ELLIOT, MISS JEAN (1727-1805). —Poetess, dau. of Sir Gilbert Elliot of Minto, has a small niche in literature as the authoress of the beautiful ballad, The Flowers of the Forest, beginning, "I've heard the lilting at our yowe-milking." Another ballad with the same title beginning, "I've seen the smiling of fortune beguiling" was written by Alicia Rutherford, afterwards Mrs. Cockburn.

ELLIOT, EBENEZER (1781-1849). —Poet, b. at Masborough, Yorkshire, in his youth worked in an iron-foundry, and in 1821 took up the same business on his own account with success. He is best known by his poems on behalf of the poor and oppressed, and especially for his denunciations of the Corn Laws, which gained for him the title of the Corn Law Rhymer. Though now little read, he had considerable poetic gift. His principal poems are Corn Law Rhymes (1831), The Ranter, and The Village Patriarch (1829).

ELLIS, GEORGE (1753-1815). —Miscellaneous writer, s. of a West Indian planter, gained some fame by Poetical Tales by Sir Gregory Gander (1778). He also had a hand in the Rolliad, a series of Whig satires which appeared about 1785. Changing sides he afterwards contributed to the Anti-Jacobin. He accompanied Sir J. Harris on his mission to the Netherlands, and there coll. materials for his History of the Dutch Revolution (1789). He ed. Specimens of the Early English Poets (1790), and Specimens of the Early English Romances, both works of scholarship. He was a friend of Scott, who dedicated the fifth canto of Marmion to him.
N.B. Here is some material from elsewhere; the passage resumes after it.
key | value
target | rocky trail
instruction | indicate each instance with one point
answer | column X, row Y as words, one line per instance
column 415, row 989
ELLWOOD, THOMAS (1639-1713). —A young Quaker who was introduced to Milton in 1662, and devoted much of his time to reading to him. It is to a question asked by him that we owe the writing of Paradise Regained. He was a simple, good man, ready to suffer for his religious opinions, and has left an autobiography of singular interest alike for the details of Milton's later life, which it gives, and for the light it casts on the times of the writer. He also wrote Davideis (1712), a sacred poem, and some controversial works.